[tex-live] datestamp in texcat

Alexander Cherepanov cherepan at mccme.ru
Sat Sep 19 11:49:09 CEST 2009


Hi Robin!
On Fri, 18 Sep 2009 10:05:45 +0100, Robin Fairbairns <Robin.Fairbairns at cl.cam.ac.uk> wrote:

>> > the omitted ":" has meant that checkin hasn't recorded the "author"
>> > involved (in our case, the last editor of the xml).
>> 
>> modifier attribute is probably never used outside texcat so it's 
>> entirely up to you to decide on significance of this. I wrote about it 
>> just in case.

> it provides a trace of who did what.  (like "who on earth wrote this
> rubbish description")

But maybe you don't care about it...

>> > i (think) i've tidied up the problems you detected, even the ones
>> > (spurious line breaks) that don't bother anyone (white space inside xml
>> > elements tends to be ignored).
>> 
>> Thanks. Spurious line breaks are gone and irregular spacing before $ is 
>> up in the air. But hepunits is still with modifier='$Authors$' in the 
>> public repository.

> aha!  must have failed to check in the change (i certainly did it last
> night).  i've redone it now, and checked in (so when i get home tonight
> i'll get a version clash when i update my repo copy).

It's still there...

>> Another idea: just pipe entries through some xml normalizer before 
>> committing them. This will take care of spurious line breaks, 
>> different attributes order (66 entries have unusual order of 
>> attributes in entry element; yes, I know, it doesn't bother anyone) 
>> etc.

> i've never used a normaliser, but this may be worth looking at.
> however, this catalogue is a source of data for generating html pages,
> not a source of stuff to read; normalising things may not be useful.

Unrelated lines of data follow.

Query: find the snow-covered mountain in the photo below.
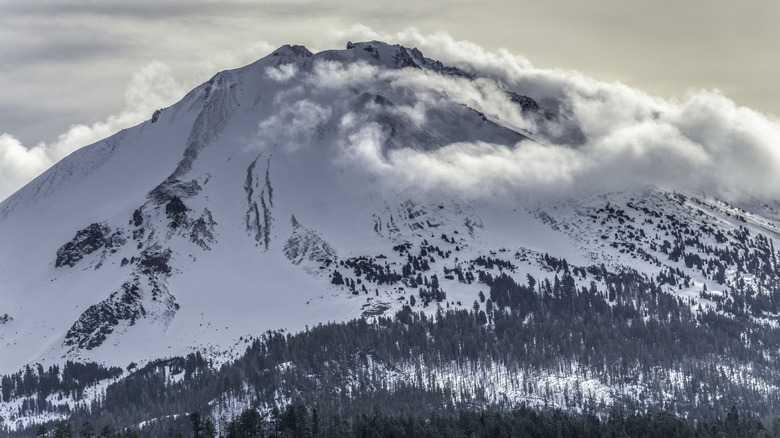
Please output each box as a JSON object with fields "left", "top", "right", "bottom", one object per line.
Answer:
{"left": 3, "top": 41, "right": 780, "bottom": 431}
{"left": 0, "top": 41, "right": 560, "bottom": 371}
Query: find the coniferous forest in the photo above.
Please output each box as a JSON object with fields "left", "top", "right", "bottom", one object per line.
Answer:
{"left": 8, "top": 195, "right": 780, "bottom": 437}
{"left": 5, "top": 254, "right": 780, "bottom": 436}
{"left": 19, "top": 404, "right": 780, "bottom": 438}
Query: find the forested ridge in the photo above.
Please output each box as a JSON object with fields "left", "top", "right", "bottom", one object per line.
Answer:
{"left": 8, "top": 191, "right": 780, "bottom": 436}
{"left": 5, "top": 259, "right": 780, "bottom": 436}
{"left": 21, "top": 404, "right": 780, "bottom": 438}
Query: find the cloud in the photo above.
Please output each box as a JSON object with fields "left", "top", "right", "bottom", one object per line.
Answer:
{"left": 4, "top": 28, "right": 780, "bottom": 204}
{"left": 266, "top": 64, "right": 298, "bottom": 82}
{"left": 316, "top": 28, "right": 780, "bottom": 200}
{"left": 256, "top": 99, "right": 332, "bottom": 152}
{"left": 0, "top": 39, "right": 281, "bottom": 202}
{"left": 307, "top": 60, "right": 382, "bottom": 90}
{"left": 327, "top": 26, "right": 536, "bottom": 88}
{"left": 0, "top": 134, "right": 52, "bottom": 200}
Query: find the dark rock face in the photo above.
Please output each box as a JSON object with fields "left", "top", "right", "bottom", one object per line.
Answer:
{"left": 508, "top": 92, "right": 542, "bottom": 113}
{"left": 189, "top": 209, "right": 217, "bottom": 250}
{"left": 394, "top": 48, "right": 421, "bottom": 69}
{"left": 507, "top": 91, "right": 558, "bottom": 121}
{"left": 244, "top": 156, "right": 273, "bottom": 250}
{"left": 272, "top": 44, "right": 313, "bottom": 57}
{"left": 58, "top": 179, "right": 217, "bottom": 352}
{"left": 506, "top": 91, "right": 587, "bottom": 145}
{"left": 148, "top": 179, "right": 202, "bottom": 205}
{"left": 284, "top": 215, "right": 337, "bottom": 266}
{"left": 132, "top": 208, "right": 144, "bottom": 227}
{"left": 64, "top": 282, "right": 146, "bottom": 350}
{"left": 165, "top": 196, "right": 189, "bottom": 229}
{"left": 63, "top": 241, "right": 178, "bottom": 351}
{"left": 55, "top": 223, "right": 124, "bottom": 268}
{"left": 138, "top": 246, "right": 172, "bottom": 277}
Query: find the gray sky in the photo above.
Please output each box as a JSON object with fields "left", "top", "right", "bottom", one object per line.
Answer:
{"left": 1, "top": 0, "right": 779, "bottom": 200}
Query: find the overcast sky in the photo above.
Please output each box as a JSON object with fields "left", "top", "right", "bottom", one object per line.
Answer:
{"left": 1, "top": 0, "right": 779, "bottom": 200}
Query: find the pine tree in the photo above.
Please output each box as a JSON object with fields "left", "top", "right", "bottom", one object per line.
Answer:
{"left": 53, "top": 422, "right": 74, "bottom": 438}
{"left": 203, "top": 419, "right": 216, "bottom": 438}
{"left": 100, "top": 424, "right": 118, "bottom": 438}
{"left": 79, "top": 421, "right": 96, "bottom": 438}
{"left": 190, "top": 412, "right": 203, "bottom": 438}
{"left": 725, "top": 406, "right": 740, "bottom": 438}
{"left": 312, "top": 408, "right": 321, "bottom": 437}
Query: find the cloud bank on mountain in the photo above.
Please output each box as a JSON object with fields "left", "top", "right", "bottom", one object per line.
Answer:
{"left": 4, "top": 29, "right": 780, "bottom": 203}
{"left": 316, "top": 28, "right": 780, "bottom": 200}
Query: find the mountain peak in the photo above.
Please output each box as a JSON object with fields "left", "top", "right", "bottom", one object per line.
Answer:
{"left": 344, "top": 40, "right": 421, "bottom": 68}
{"left": 345, "top": 40, "right": 400, "bottom": 51}
{"left": 338, "top": 40, "right": 481, "bottom": 82}
{"left": 270, "top": 44, "right": 313, "bottom": 58}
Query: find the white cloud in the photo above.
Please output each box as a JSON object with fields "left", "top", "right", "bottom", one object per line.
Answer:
{"left": 0, "top": 134, "right": 52, "bottom": 200}
{"left": 307, "top": 59, "right": 381, "bottom": 90}
{"left": 4, "top": 29, "right": 780, "bottom": 203}
{"left": 0, "top": 41, "right": 277, "bottom": 202}
{"left": 314, "top": 28, "right": 780, "bottom": 201}
{"left": 327, "top": 26, "right": 536, "bottom": 88}
{"left": 256, "top": 99, "right": 332, "bottom": 152}
{"left": 266, "top": 64, "right": 298, "bottom": 82}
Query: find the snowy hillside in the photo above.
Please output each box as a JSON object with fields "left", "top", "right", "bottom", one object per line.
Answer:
{"left": 3, "top": 41, "right": 780, "bottom": 433}
{"left": 0, "top": 41, "right": 556, "bottom": 373}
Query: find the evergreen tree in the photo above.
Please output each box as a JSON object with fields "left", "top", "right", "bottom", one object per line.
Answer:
{"left": 190, "top": 412, "right": 203, "bottom": 438}
{"left": 203, "top": 419, "right": 216, "bottom": 438}
{"left": 228, "top": 408, "right": 264, "bottom": 438}
{"left": 79, "top": 421, "right": 96, "bottom": 438}
{"left": 726, "top": 406, "right": 740, "bottom": 438}
{"left": 53, "top": 422, "right": 74, "bottom": 438}
{"left": 311, "top": 408, "right": 320, "bottom": 438}
{"left": 100, "top": 424, "right": 119, "bottom": 438}
{"left": 121, "top": 428, "right": 140, "bottom": 438}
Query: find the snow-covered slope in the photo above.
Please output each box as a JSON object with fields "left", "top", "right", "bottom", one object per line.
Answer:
{"left": 1, "top": 40, "right": 779, "bottom": 382}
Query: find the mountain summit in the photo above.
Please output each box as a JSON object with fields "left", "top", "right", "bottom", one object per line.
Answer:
{"left": 0, "top": 41, "right": 553, "bottom": 372}
{"left": 3, "top": 42, "right": 780, "bottom": 430}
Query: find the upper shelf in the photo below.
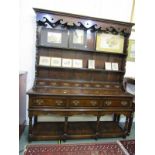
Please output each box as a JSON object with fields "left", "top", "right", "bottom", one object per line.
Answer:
{"left": 37, "top": 45, "right": 127, "bottom": 57}
{"left": 37, "top": 65, "right": 125, "bottom": 73}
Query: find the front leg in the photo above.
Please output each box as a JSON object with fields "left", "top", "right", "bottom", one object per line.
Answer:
{"left": 28, "top": 115, "right": 33, "bottom": 142}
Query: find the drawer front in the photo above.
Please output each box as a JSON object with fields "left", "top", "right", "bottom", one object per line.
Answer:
{"left": 68, "top": 111, "right": 98, "bottom": 116}
{"left": 31, "top": 98, "right": 66, "bottom": 107}
{"left": 103, "top": 99, "right": 130, "bottom": 107}
{"left": 69, "top": 99, "right": 99, "bottom": 107}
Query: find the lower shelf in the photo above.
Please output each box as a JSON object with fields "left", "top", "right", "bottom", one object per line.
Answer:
{"left": 29, "top": 121, "right": 125, "bottom": 141}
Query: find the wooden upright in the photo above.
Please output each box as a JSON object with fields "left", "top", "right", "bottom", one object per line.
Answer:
{"left": 27, "top": 8, "right": 134, "bottom": 141}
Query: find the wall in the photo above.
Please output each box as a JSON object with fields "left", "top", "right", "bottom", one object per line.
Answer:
{"left": 19, "top": 0, "right": 135, "bottom": 124}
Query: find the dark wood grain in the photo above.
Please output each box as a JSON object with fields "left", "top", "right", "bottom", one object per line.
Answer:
{"left": 27, "top": 9, "right": 134, "bottom": 141}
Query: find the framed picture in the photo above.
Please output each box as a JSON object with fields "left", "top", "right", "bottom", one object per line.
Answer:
{"left": 127, "top": 40, "right": 135, "bottom": 62}
{"left": 69, "top": 29, "right": 87, "bottom": 50}
{"left": 38, "top": 27, "right": 68, "bottom": 48}
{"left": 50, "top": 57, "right": 62, "bottom": 67}
{"left": 62, "top": 58, "right": 72, "bottom": 67}
{"left": 105, "top": 62, "right": 112, "bottom": 70}
{"left": 112, "top": 62, "right": 119, "bottom": 71}
{"left": 47, "top": 32, "right": 61, "bottom": 43}
{"left": 72, "top": 59, "right": 83, "bottom": 68}
{"left": 39, "top": 56, "right": 51, "bottom": 66}
{"left": 88, "top": 60, "right": 95, "bottom": 69}
{"left": 96, "top": 32, "right": 124, "bottom": 53}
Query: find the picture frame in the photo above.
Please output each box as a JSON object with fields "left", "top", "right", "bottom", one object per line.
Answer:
{"left": 72, "top": 59, "right": 83, "bottom": 68}
{"left": 96, "top": 32, "right": 124, "bottom": 53}
{"left": 112, "top": 62, "right": 119, "bottom": 71}
{"left": 50, "top": 57, "right": 62, "bottom": 67}
{"left": 69, "top": 29, "right": 87, "bottom": 50}
{"left": 88, "top": 60, "right": 95, "bottom": 69}
{"left": 39, "top": 56, "right": 51, "bottom": 66}
{"left": 127, "top": 39, "right": 135, "bottom": 62}
{"left": 38, "top": 27, "right": 68, "bottom": 48}
{"left": 105, "top": 62, "right": 112, "bottom": 70}
{"left": 62, "top": 58, "right": 72, "bottom": 67}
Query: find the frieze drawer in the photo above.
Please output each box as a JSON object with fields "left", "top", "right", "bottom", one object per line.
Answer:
{"left": 30, "top": 98, "right": 66, "bottom": 107}
{"left": 104, "top": 99, "right": 130, "bottom": 107}
{"left": 69, "top": 99, "right": 99, "bottom": 107}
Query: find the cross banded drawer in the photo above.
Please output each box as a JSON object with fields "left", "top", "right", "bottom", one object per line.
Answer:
{"left": 69, "top": 99, "right": 99, "bottom": 107}
{"left": 104, "top": 100, "right": 130, "bottom": 107}
{"left": 31, "top": 98, "right": 66, "bottom": 107}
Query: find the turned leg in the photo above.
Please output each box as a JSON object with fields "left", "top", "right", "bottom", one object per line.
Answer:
{"left": 95, "top": 115, "right": 100, "bottom": 139}
{"left": 127, "top": 112, "right": 134, "bottom": 134}
{"left": 124, "top": 116, "right": 130, "bottom": 134}
{"left": 113, "top": 114, "right": 117, "bottom": 121}
{"left": 28, "top": 115, "right": 33, "bottom": 141}
{"left": 113, "top": 114, "right": 120, "bottom": 122}
{"left": 62, "top": 116, "right": 68, "bottom": 141}
{"left": 116, "top": 115, "right": 120, "bottom": 122}
{"left": 34, "top": 116, "right": 38, "bottom": 125}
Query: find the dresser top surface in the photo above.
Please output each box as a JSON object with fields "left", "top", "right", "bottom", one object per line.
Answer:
{"left": 27, "top": 79, "right": 133, "bottom": 98}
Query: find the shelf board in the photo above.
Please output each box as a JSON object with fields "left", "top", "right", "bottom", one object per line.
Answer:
{"left": 37, "top": 65, "right": 125, "bottom": 73}
{"left": 37, "top": 45, "right": 127, "bottom": 56}
{"left": 30, "top": 121, "right": 124, "bottom": 140}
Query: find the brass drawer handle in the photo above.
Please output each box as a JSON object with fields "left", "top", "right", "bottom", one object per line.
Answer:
{"left": 56, "top": 100, "right": 63, "bottom": 106}
{"left": 84, "top": 84, "right": 90, "bottom": 87}
{"left": 115, "top": 85, "right": 120, "bottom": 88}
{"left": 75, "top": 84, "right": 80, "bottom": 86}
{"left": 72, "top": 100, "right": 79, "bottom": 106}
{"left": 105, "top": 101, "right": 112, "bottom": 106}
{"left": 39, "top": 82, "right": 45, "bottom": 85}
{"left": 35, "top": 99, "right": 44, "bottom": 105}
{"left": 90, "top": 101, "right": 97, "bottom": 106}
{"left": 51, "top": 82, "right": 56, "bottom": 86}
{"left": 63, "top": 83, "right": 69, "bottom": 86}
{"left": 121, "top": 101, "right": 128, "bottom": 106}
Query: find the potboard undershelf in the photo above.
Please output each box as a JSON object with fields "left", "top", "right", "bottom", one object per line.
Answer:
{"left": 29, "top": 121, "right": 124, "bottom": 141}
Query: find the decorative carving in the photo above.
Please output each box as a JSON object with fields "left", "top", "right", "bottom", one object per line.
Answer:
{"left": 36, "top": 13, "right": 133, "bottom": 36}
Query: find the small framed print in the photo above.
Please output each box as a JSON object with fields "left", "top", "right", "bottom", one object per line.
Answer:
{"left": 50, "top": 57, "right": 62, "bottom": 67}
{"left": 88, "top": 60, "right": 95, "bottom": 69}
{"left": 38, "top": 27, "right": 68, "bottom": 48}
{"left": 69, "top": 29, "right": 87, "bottom": 50}
{"left": 127, "top": 39, "right": 135, "bottom": 62}
{"left": 96, "top": 32, "right": 124, "bottom": 53}
{"left": 62, "top": 58, "right": 72, "bottom": 67}
{"left": 72, "top": 59, "right": 83, "bottom": 68}
{"left": 39, "top": 56, "right": 51, "bottom": 66}
{"left": 47, "top": 32, "right": 61, "bottom": 44}
{"left": 112, "top": 63, "right": 119, "bottom": 71}
{"left": 105, "top": 62, "right": 112, "bottom": 70}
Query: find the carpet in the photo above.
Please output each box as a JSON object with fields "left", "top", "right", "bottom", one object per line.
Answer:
{"left": 24, "top": 140, "right": 135, "bottom": 155}
{"left": 119, "top": 140, "right": 135, "bottom": 155}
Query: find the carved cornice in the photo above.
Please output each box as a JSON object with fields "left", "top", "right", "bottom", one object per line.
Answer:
{"left": 35, "top": 9, "right": 134, "bottom": 36}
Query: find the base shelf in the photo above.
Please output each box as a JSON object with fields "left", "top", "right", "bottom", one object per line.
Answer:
{"left": 29, "top": 121, "right": 125, "bottom": 141}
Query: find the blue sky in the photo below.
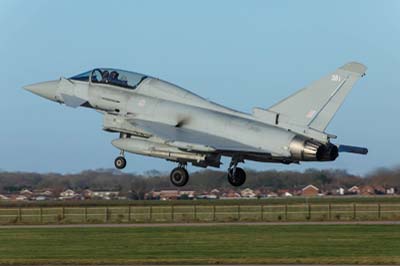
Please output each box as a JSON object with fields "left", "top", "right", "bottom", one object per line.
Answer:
{"left": 0, "top": 0, "right": 399, "bottom": 175}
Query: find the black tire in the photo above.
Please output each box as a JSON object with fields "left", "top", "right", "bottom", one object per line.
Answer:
{"left": 114, "top": 156, "right": 127, "bottom": 169}
{"left": 227, "top": 167, "right": 246, "bottom": 186}
{"left": 170, "top": 167, "right": 189, "bottom": 187}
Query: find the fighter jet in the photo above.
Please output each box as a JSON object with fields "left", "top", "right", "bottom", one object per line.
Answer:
{"left": 24, "top": 62, "right": 368, "bottom": 187}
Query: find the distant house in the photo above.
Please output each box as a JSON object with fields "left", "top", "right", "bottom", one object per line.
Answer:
{"left": 267, "top": 192, "right": 278, "bottom": 197}
{"left": 220, "top": 191, "right": 241, "bottom": 199}
{"left": 60, "top": 189, "right": 76, "bottom": 197}
{"left": 196, "top": 189, "right": 221, "bottom": 199}
{"left": 386, "top": 187, "right": 396, "bottom": 195}
{"left": 360, "top": 185, "right": 375, "bottom": 196}
{"left": 302, "top": 185, "right": 319, "bottom": 196}
{"left": 34, "top": 189, "right": 54, "bottom": 197}
{"left": 179, "top": 191, "right": 195, "bottom": 200}
{"left": 196, "top": 192, "right": 217, "bottom": 200}
{"left": 82, "top": 189, "right": 93, "bottom": 199}
{"left": 278, "top": 189, "right": 293, "bottom": 197}
{"left": 240, "top": 188, "right": 256, "bottom": 198}
{"left": 31, "top": 189, "right": 55, "bottom": 201}
{"left": 91, "top": 191, "right": 119, "bottom": 200}
{"left": 0, "top": 194, "right": 9, "bottom": 200}
{"left": 20, "top": 189, "right": 33, "bottom": 198}
{"left": 255, "top": 188, "right": 271, "bottom": 198}
{"left": 35, "top": 196, "right": 47, "bottom": 201}
{"left": 283, "top": 191, "right": 293, "bottom": 197}
{"left": 374, "top": 186, "right": 386, "bottom": 195}
{"left": 9, "top": 195, "right": 28, "bottom": 201}
{"left": 334, "top": 187, "right": 345, "bottom": 196}
{"left": 348, "top": 186, "right": 360, "bottom": 195}
{"left": 210, "top": 189, "right": 221, "bottom": 198}
{"left": 253, "top": 189, "right": 263, "bottom": 198}
{"left": 159, "top": 190, "right": 179, "bottom": 200}
{"left": 59, "top": 189, "right": 78, "bottom": 199}
{"left": 145, "top": 191, "right": 160, "bottom": 200}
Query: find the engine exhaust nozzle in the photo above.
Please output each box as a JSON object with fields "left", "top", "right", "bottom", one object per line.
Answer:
{"left": 289, "top": 136, "right": 338, "bottom": 162}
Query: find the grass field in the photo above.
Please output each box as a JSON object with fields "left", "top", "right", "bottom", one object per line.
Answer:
{"left": 0, "top": 224, "right": 399, "bottom": 264}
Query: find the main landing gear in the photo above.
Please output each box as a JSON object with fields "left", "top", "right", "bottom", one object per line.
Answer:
{"left": 114, "top": 151, "right": 127, "bottom": 169}
{"left": 113, "top": 152, "right": 246, "bottom": 187}
{"left": 227, "top": 158, "right": 246, "bottom": 187}
{"left": 168, "top": 159, "right": 246, "bottom": 187}
{"left": 170, "top": 162, "right": 189, "bottom": 187}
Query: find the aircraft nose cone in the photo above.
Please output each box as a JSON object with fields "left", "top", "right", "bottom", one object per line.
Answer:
{"left": 23, "top": 80, "right": 59, "bottom": 101}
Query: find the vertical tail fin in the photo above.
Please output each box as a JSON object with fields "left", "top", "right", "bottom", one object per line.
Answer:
{"left": 268, "top": 62, "right": 367, "bottom": 131}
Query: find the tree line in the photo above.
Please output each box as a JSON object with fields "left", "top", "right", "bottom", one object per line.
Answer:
{"left": 0, "top": 167, "right": 399, "bottom": 199}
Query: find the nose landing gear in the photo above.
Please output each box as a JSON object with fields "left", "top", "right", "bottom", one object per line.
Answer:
{"left": 227, "top": 158, "right": 246, "bottom": 187}
{"left": 170, "top": 162, "right": 189, "bottom": 187}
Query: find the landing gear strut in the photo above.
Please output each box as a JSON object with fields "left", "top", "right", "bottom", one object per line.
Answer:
{"left": 170, "top": 162, "right": 189, "bottom": 187}
{"left": 227, "top": 158, "right": 246, "bottom": 187}
{"left": 114, "top": 150, "right": 127, "bottom": 169}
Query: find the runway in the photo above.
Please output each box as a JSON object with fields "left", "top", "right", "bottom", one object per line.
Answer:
{"left": 1, "top": 220, "right": 399, "bottom": 229}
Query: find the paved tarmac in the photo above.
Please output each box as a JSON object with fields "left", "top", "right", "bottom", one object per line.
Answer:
{"left": 1, "top": 220, "right": 400, "bottom": 229}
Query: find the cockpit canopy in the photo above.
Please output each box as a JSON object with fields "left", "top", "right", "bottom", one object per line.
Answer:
{"left": 70, "top": 68, "right": 148, "bottom": 90}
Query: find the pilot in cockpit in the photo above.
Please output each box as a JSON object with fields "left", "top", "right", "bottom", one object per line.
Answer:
{"left": 109, "top": 71, "right": 119, "bottom": 82}
{"left": 101, "top": 70, "right": 110, "bottom": 83}
{"left": 109, "top": 71, "right": 128, "bottom": 86}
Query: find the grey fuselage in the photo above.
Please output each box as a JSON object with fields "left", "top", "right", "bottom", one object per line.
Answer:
{"left": 25, "top": 72, "right": 339, "bottom": 167}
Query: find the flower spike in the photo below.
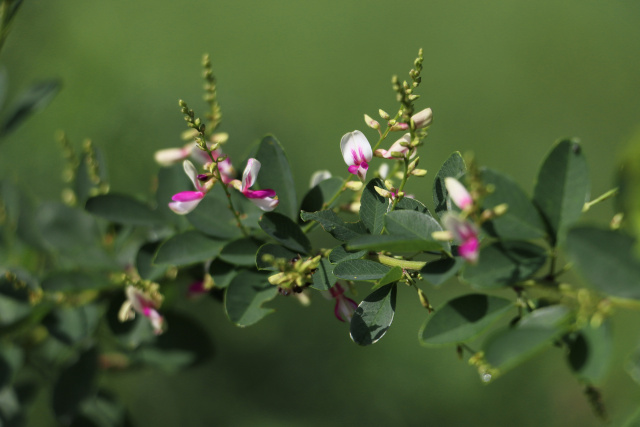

AFAIU this catalogue is used at least to populate texlive.tlpdb. And 
from your presence on texlive mailing list I deduced that you care 
about it. I could be wrong on both points though.

Either way is fine with me -- i'd just tried to figure out where to 
report "irregularities".

>> >> Are you interested in other irregularities?
>> 
>> > if you spot significant things, like missing author attributions, or
>> > failure to record dates, yes.
>> 
>> Ok, I see.

> the real point is, if an xml file generates correct output, and is
> readable by someone using a general text editor to make changes, then
> it's ok.
> 
> for example, i occasionally spot some "irregular" order while editing:
> when that happens i usually reorder things.  but i don't care enough
> about the issue to go seeking out such irregularities (and my checking
> script doesn't even have the wherewithal to look).

Sorry, I don't get it. You mainly talk about xml level of things. But 
you don't need any scripts to check this -- just validate xml against 
dtd with any of the numerous xml validators.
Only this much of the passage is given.